IPSO? It’s funded by the industry. The biggest publishers pay the most. In 2025, the Daily Mail Group paid £2.1 million to IPSO. The Guardian paid £1.4 million. That’s how they keep the system running - and why smaller papers often struggle to afford membership.
What’s Coming Next?
The changes aren’t done. In 2027, the government plans to amend the Media Act 2024 to include rules for AI-generated news. Imagine a fake video of a politician saying something they never said - and it’s made by AI. That’s coming. Ofcom is already drafting rules for labeling synthetic content.There’s also tension with the EU. The UK’s rules are platform-focused. The EU’s Digital Services Act is service-focused. A UK news site that reaches millions in Europe now has to follow two different sets of rules. That’s costing companies millions in compliance.

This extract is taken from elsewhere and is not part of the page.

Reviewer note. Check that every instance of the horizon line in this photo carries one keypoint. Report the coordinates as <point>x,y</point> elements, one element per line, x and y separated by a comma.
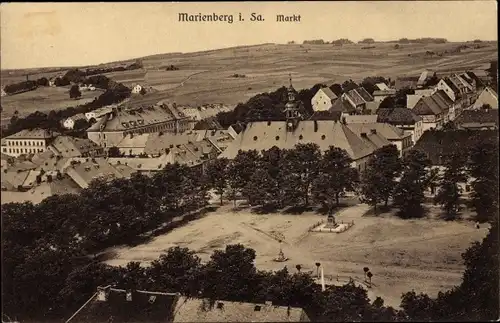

And enforcement is ramping up. Ofcom’s first big push was on child safety. In 2026, they turned their attention to news. Expect more fines, more transparency reports, and more pressure on platforms to prove they’re not amplifying misinformation.
Why This Matters to You
If you read news online, this affects you. You’re not just a consumer - you’re part of the system. When you share a headline, you’re helping it spread. When you report a fake story, you’re helping Ofcom catch it. When you complain about a biased article, you’re helping IPSO hold publishers accountable.There’s no perfect system. Ofcom is powerful but slow. IPSO is fast but toothless. The laws are complex, expensive, and still evolving. But one thing is clear: in 2026, no one can claim they didn’t know. The rules are out. The watchdogs are watching. And the responsibility - finally - is shared.